Save the shrimp: Russia helps develop cure for devastating virus

Unlike cures that fight viruses mainly by increasing a creature’s immunity, this innovation kills the virus itself.

Unlike cures that fight viruses mainly by increasing a creature’s immunity, this innovation kills the virus itself.

Reuters
White spot syndrome can quickly wipe out entire shrimp farms.
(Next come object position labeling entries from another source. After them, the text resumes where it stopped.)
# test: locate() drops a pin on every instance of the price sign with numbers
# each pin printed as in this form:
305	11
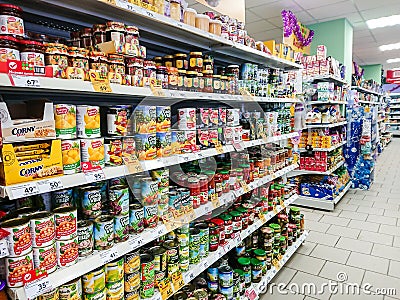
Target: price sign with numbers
165	288
24	190
25	81
36	283
177	279
50	185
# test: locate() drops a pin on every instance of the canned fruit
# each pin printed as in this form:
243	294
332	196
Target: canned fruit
67	252
92	150
45	258
19	239
163	116
65	121
91	201
115	270
119	200
121	228
146	146
88	121
17	267
145	119
43	229
85	237
94	282
71	153
65	219
103	232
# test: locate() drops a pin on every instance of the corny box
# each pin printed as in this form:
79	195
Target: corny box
24	163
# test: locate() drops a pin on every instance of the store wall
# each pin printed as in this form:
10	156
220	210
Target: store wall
373	72
337	36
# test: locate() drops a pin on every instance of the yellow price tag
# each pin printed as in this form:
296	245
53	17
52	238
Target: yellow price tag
177	279
165	288
132	164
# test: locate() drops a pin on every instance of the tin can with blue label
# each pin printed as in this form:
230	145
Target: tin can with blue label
118	200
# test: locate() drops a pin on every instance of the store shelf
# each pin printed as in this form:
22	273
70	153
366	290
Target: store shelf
330	78
261	287
97	259
330	125
67	181
307	172
322	203
363	90
326	149
71	86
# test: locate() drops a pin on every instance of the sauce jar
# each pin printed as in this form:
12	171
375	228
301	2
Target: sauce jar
99	34
189	17
196	61
32	52
11	20
168	61
86	37
8	48
180	61
115	31
208	80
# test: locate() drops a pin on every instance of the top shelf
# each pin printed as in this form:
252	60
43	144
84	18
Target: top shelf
363	90
160	30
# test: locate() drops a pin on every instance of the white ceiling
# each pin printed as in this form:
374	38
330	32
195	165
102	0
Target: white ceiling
264	22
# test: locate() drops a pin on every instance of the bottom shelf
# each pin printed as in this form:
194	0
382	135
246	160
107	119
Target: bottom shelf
321	203
256	289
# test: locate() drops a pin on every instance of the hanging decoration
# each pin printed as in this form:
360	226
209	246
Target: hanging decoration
291	25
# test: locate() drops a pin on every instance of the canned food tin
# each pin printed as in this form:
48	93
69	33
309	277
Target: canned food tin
43	229
94	281
19	239
65	219
71	154
132	282
119	120
67	252
62	198
136	218
97	296
16	267
71	290
88	121
187	118
132	262
45	258
91	201
115	290
85	237
119	200
51	295
92	150
65	121
103	232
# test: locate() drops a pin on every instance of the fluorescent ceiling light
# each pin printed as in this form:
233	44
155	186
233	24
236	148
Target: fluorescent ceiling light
384	22
393	60
389	47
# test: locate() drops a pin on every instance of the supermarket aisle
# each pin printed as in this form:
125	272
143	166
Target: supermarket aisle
361	238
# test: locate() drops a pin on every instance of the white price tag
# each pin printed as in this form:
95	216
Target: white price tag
24	190
36	288
4	248
108	255
25	81
96	175
50	185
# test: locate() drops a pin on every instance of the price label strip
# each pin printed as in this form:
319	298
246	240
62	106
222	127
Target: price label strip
133	164
177	279
165	288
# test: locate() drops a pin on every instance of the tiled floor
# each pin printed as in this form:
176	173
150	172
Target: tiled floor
361	238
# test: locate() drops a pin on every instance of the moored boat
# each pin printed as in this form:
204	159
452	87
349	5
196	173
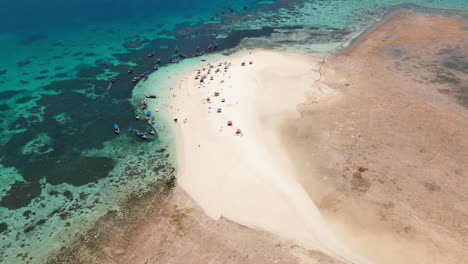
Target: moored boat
141	135
150	130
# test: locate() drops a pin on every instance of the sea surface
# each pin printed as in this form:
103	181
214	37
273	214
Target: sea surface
61	164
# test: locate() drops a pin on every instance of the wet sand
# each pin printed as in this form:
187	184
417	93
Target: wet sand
377	137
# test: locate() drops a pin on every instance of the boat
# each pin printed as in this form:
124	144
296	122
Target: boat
141	135
144	104
150	130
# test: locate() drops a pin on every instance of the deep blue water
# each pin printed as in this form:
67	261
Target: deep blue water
61	165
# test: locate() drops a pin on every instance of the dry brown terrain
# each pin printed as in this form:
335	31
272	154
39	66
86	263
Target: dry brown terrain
391	150
173	229
385	160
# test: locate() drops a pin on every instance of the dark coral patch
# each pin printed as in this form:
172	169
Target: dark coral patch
20	194
3	228
24	99
4	107
9	94
23	63
31	39
135	44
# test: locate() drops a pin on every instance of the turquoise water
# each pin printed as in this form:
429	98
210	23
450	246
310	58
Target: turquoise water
61	165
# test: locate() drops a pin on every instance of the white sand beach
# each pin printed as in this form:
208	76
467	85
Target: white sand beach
247	177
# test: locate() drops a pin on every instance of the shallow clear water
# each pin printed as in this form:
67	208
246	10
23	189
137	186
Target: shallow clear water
61	165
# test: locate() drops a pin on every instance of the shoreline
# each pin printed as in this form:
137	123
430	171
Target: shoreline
263	182
219	216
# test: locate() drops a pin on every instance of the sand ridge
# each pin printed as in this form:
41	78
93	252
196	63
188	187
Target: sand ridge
247	178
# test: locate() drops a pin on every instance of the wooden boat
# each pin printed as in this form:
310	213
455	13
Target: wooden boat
141	135
150	130
116	129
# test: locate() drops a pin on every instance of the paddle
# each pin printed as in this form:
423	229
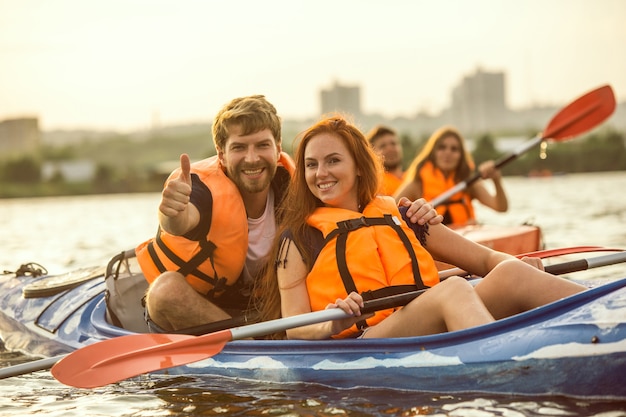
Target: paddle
127	356
581	115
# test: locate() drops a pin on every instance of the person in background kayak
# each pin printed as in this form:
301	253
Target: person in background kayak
442	163
386	143
217	222
364	249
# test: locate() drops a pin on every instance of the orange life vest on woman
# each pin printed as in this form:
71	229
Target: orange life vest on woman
216	261
365	252
458	210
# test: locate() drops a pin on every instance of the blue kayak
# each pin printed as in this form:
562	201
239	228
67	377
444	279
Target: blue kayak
575	346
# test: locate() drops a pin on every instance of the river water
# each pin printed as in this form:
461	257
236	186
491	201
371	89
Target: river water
66	233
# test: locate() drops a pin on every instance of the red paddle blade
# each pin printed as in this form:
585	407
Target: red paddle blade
124	357
581	115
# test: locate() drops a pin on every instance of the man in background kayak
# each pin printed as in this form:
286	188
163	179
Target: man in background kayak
217	222
385	143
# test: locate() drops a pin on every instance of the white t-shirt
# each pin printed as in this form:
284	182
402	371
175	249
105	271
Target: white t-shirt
261	234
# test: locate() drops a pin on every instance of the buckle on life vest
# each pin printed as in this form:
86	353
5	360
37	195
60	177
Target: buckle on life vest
352	224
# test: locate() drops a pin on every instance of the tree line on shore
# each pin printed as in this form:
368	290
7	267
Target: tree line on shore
125	166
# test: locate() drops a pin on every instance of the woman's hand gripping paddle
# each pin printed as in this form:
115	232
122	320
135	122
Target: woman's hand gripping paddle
581	115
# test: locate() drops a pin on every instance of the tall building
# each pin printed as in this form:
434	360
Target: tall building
478	102
341	98
19	136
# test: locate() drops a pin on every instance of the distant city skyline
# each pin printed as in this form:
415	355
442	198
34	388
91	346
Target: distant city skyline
127	65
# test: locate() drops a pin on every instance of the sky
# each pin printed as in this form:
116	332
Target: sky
132	64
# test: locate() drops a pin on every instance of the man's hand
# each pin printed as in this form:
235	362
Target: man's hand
175	196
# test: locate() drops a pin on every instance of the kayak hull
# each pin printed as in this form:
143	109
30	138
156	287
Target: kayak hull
574	347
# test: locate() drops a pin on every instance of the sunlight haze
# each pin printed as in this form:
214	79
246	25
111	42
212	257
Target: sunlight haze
130	64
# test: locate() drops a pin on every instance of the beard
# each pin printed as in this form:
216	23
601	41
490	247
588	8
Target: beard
257	185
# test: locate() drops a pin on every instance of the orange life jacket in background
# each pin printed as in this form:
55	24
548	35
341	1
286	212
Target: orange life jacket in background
458	210
365	252
390	183
217	260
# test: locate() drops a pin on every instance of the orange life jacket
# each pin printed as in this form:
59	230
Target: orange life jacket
366	252
211	264
458	210
390	183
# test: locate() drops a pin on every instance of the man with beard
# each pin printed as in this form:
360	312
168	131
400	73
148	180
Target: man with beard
385	143
217	223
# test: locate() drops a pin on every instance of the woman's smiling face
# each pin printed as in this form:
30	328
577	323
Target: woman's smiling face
330	172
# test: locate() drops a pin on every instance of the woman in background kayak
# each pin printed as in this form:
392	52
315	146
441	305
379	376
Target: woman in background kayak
339	240
442	163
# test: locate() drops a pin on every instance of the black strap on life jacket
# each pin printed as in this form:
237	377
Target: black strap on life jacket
190	267
341	233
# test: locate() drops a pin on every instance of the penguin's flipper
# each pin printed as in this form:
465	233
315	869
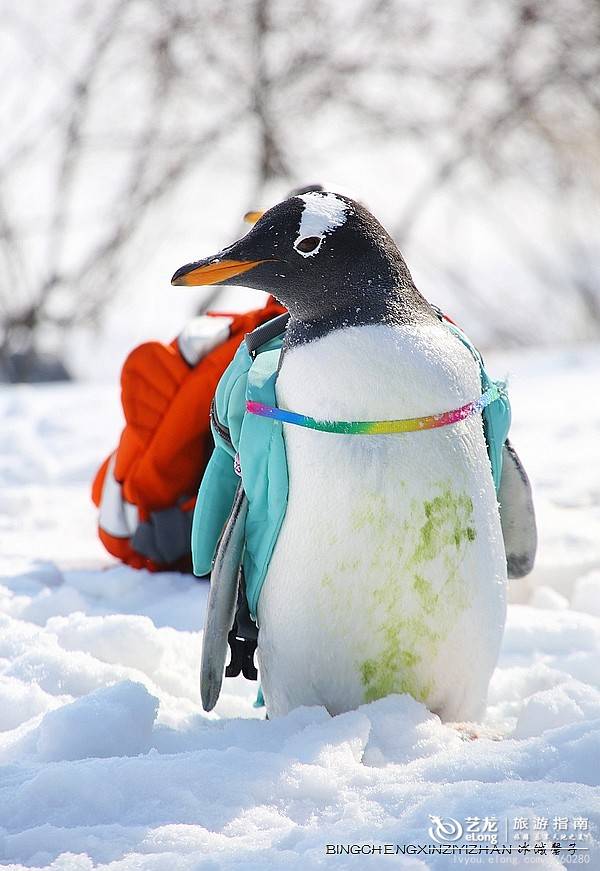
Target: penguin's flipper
517	514
222	601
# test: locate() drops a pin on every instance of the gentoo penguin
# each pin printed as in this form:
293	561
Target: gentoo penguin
389	572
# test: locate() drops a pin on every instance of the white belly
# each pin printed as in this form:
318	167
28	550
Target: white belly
389	571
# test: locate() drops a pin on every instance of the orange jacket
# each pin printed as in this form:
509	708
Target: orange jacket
146	489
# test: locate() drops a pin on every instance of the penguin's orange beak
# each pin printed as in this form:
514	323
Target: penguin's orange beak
253	217
201	272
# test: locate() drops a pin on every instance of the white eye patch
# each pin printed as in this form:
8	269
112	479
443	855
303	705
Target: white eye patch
322	213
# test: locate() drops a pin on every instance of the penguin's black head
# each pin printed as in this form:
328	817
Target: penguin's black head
321	254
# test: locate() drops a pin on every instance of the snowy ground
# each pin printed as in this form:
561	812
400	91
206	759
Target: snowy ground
106	759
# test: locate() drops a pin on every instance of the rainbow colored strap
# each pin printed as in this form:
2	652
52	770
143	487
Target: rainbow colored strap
380	427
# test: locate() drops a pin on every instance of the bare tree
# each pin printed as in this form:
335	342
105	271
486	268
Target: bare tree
135	97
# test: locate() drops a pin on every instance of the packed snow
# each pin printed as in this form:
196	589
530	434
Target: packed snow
107	760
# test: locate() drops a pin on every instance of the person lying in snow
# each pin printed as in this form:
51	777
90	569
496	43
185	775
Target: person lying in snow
146	489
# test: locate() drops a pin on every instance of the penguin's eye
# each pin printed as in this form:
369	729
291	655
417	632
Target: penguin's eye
308	244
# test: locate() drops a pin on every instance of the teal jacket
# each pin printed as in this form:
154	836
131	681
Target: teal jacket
256	444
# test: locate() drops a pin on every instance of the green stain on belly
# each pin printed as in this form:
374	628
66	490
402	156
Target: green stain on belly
410	613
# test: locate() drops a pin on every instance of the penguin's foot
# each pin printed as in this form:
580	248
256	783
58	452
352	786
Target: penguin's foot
471	731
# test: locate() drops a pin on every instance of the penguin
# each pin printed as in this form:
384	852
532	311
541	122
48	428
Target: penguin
389	571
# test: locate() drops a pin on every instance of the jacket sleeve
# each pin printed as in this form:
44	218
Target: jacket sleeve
217	490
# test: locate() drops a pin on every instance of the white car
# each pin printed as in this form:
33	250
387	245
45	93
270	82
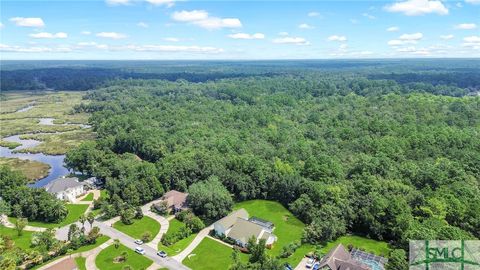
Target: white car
310	263
140	250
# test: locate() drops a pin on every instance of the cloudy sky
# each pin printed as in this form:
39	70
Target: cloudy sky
169	29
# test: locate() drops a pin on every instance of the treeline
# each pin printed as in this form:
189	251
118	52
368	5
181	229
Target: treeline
468	78
345	154
71	79
21	201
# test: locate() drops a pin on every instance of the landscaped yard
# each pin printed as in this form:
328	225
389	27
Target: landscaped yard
139	227
88	198
20	241
74	212
210	254
372	246
174	226
287	227
80	261
100	240
105	259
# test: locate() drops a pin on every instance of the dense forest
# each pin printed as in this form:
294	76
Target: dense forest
389	160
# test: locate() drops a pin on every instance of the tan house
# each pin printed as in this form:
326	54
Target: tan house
339	258
240	228
175	200
67	189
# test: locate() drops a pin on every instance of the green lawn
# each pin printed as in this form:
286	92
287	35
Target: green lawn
22	242
369	245
100	240
80	261
88	198
139	227
105	258
104	194
210	254
287	227
74	212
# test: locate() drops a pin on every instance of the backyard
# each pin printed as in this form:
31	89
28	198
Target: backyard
287	227
106	259
74	212
174	226
210	254
139	227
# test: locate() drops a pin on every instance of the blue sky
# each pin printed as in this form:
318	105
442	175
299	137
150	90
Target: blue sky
169	29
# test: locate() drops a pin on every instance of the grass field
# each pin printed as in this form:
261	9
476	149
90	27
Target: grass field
74	212
139	227
287	227
369	245
104	260
80	261
33	170
174	226
210	254
59	143
57	105
22	242
88	198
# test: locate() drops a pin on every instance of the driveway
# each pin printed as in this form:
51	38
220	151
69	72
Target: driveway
196	241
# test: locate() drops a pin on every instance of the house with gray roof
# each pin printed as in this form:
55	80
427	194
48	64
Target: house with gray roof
240	228
339	258
67	189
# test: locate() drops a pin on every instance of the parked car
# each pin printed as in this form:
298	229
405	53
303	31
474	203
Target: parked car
140	250
310	263
162	254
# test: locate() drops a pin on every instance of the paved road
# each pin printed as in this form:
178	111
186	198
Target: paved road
150	252
196	241
127	241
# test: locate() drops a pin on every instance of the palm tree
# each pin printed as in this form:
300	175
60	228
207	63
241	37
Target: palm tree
82	220
91	218
116	242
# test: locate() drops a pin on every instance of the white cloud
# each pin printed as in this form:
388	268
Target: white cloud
446	37
142	24
247	36
472	42
418	7
189	16
168	3
415	36
28	22
34	49
466	26
171	39
371	17
291	40
202	19
393	29
174	48
305	26
118	2
337	38
112	35
49	35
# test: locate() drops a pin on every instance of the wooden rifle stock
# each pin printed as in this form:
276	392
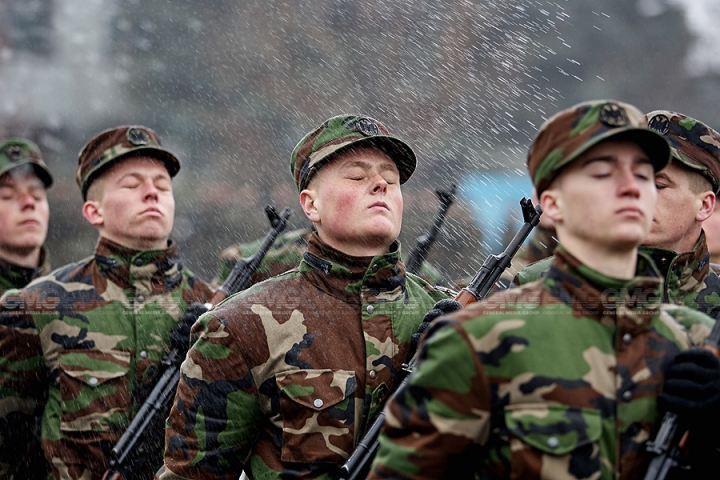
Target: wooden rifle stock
358	465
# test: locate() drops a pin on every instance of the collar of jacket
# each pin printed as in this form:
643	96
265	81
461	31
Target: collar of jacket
595	295
353	279
151	271
16	276
683	273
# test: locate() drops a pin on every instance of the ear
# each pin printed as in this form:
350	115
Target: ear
93	213
707	206
308	204
551	204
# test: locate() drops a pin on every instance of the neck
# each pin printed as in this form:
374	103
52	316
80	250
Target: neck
24	257
613	262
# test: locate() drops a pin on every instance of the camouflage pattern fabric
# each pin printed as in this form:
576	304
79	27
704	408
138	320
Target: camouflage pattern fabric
286	254
556	379
285	376
689	278
82	346
16	276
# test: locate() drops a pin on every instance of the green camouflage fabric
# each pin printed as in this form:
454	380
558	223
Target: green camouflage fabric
556	379
692	143
16	276
285	376
573	131
82	348
109	146
18	151
286	254
340	133
688	277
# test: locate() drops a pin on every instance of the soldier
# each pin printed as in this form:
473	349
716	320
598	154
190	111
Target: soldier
285	254
559	378
24	217
687	188
24	213
93	332
285	376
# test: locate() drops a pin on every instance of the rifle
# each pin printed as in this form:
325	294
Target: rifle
424	242
139	442
359	464
669	443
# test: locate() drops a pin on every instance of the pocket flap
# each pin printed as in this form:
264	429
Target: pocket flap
554	429
317	389
93	367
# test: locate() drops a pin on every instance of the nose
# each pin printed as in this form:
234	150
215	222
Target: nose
27	201
150	191
628	183
379	184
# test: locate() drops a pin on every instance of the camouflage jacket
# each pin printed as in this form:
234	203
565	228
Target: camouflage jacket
285	254
82	347
689	279
556	379
285	375
15	276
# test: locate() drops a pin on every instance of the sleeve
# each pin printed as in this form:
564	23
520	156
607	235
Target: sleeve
23	390
439	415
215	417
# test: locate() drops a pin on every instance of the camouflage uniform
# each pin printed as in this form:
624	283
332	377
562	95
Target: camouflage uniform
285	254
555	379
285	376
17	276
578	402
689	278
81	347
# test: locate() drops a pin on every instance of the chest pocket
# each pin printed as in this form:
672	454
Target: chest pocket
94	390
318	415
558	439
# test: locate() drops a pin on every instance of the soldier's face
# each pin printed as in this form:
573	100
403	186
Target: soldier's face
355	202
24	212
679	208
604	199
136	206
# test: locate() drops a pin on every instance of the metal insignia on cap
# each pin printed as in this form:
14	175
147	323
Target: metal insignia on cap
14	153
612	115
366	126
138	137
660	123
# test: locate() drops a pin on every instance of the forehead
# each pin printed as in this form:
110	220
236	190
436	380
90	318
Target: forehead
20	174
141	164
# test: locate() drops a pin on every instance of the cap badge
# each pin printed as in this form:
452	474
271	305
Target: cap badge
660	123
138	137
14	152
612	115
366	126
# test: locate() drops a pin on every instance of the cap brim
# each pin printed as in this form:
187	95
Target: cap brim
656	147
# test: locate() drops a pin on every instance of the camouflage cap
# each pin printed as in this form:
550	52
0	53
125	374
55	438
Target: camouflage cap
693	143
569	133
118	143
339	133
18	151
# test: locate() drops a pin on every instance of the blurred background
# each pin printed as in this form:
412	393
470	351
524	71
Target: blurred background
232	86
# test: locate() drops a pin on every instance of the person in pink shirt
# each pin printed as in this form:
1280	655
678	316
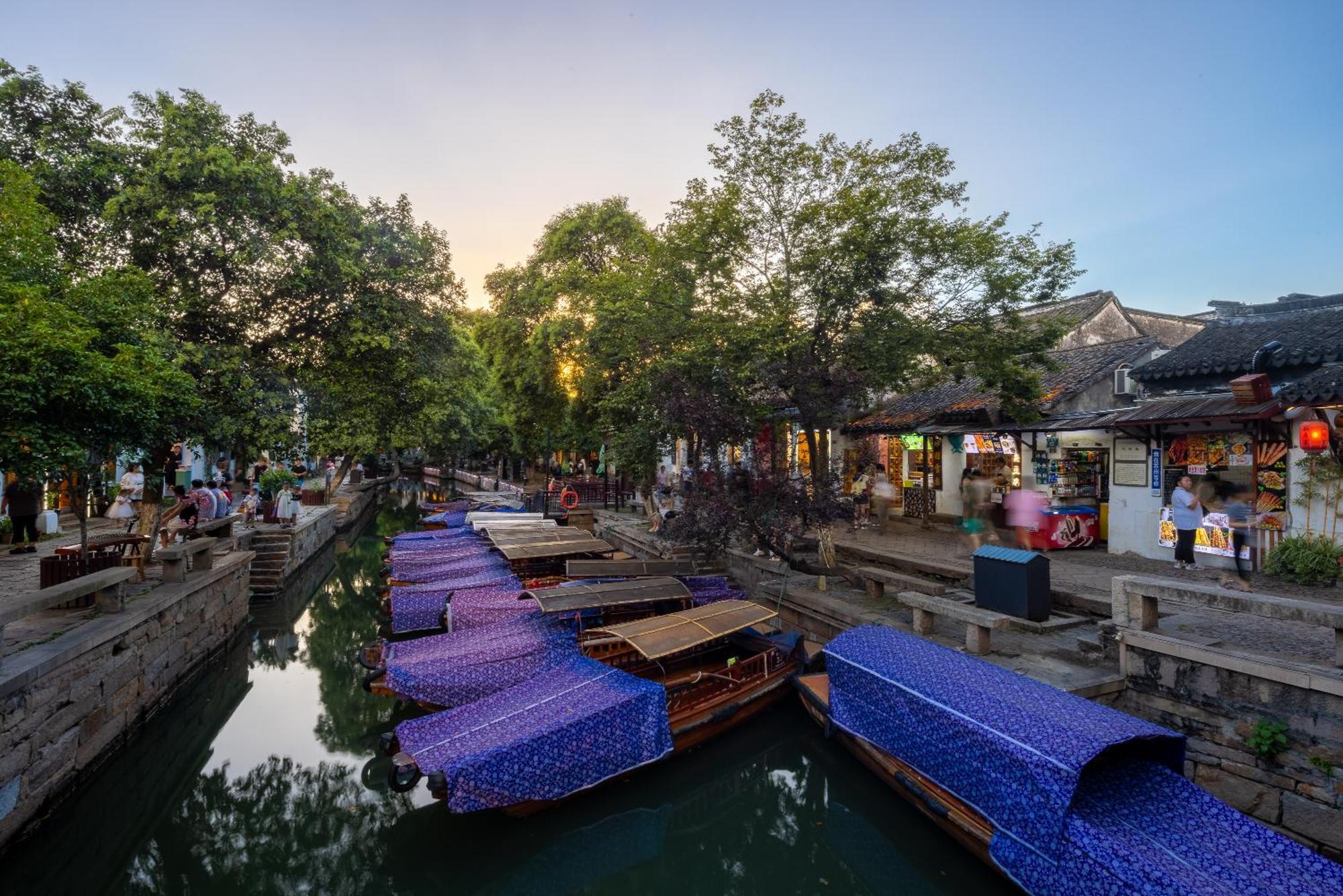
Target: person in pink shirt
1024	507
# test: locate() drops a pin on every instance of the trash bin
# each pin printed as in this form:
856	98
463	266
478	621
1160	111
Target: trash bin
1012	581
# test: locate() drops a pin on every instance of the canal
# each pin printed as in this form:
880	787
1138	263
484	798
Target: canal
261	779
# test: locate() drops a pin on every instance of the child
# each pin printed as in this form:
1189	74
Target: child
1239	518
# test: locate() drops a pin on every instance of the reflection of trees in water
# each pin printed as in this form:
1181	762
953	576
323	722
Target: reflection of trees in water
281	828
344	617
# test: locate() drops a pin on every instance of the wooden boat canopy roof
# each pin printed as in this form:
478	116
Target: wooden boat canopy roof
629	568
582	597
675	632
523	536
555	549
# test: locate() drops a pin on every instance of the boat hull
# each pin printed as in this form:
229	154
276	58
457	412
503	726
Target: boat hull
968	827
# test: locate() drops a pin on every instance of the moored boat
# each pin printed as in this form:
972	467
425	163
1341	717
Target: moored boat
637	693
1060	795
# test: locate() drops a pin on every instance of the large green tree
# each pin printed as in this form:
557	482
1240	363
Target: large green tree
88	376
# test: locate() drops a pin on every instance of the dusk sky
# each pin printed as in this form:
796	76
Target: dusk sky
1192	150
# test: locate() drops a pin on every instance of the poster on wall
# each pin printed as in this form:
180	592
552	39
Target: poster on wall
1271	485
1213	538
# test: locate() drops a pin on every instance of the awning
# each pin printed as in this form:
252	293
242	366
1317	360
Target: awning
1193	409
629	568
676	632
582	597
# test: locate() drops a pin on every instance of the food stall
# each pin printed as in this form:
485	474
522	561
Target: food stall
1235	458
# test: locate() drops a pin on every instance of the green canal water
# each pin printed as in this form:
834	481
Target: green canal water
261	779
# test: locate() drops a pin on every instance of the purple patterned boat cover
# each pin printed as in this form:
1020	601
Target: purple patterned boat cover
414	611
1141	828
447	570
432	536
573	728
477	607
460	667
1007	745
448	518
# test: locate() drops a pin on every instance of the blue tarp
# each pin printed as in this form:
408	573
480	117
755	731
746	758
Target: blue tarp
1009	746
1084	799
1141	828
460	667
574	728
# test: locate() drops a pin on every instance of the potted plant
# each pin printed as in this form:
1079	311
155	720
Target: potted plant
271	485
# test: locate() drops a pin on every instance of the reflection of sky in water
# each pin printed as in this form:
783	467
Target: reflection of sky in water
772	807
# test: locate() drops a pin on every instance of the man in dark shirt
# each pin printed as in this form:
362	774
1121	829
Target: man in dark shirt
24	502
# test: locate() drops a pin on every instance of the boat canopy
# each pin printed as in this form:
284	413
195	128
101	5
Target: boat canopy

Scientists from Russia, Spain and Mexico have developed a compound based on silver nanoparticles that helps save shrimp in Mexico from the deadly white spot syndrome viral infection, reported (in Russian) TASS.

"The study showed that after administering the medical cure, the survival rate of infected shrimps was 80 percent. No one previously researched the impact of silver nanoparticles in aquaculture," said the Tomsk Polytechnic University, one of the compound's developers.

White spot syndrome is one of the most lethal problems facing the shrimp industry, and outbreaks over the past several years have wiped out millions of shrimps. The virus causes white spots on a shrimp’s shell, and the creature soon becomes exhausted and dies. The virus is not transmitted to humans but it causes tremendous losses to shrimp farms.

The antiviral compound was developed by scientists at the Tomsk Polytechnic University, the Nanoscience and Nanotechnology Center of the National Autonomous University of Mexico and the National Institute of Agricultural and Food Research and Technology in Spain. 

Unlike cures that fight viruses mainly by increasing a creature’s immunity, this innovation kills the virus itself. At the same time, it's hypoallergenic and has low toxicity when applied in therapeutic doses. Compounds based on it are used to treat people in Russia and abroad.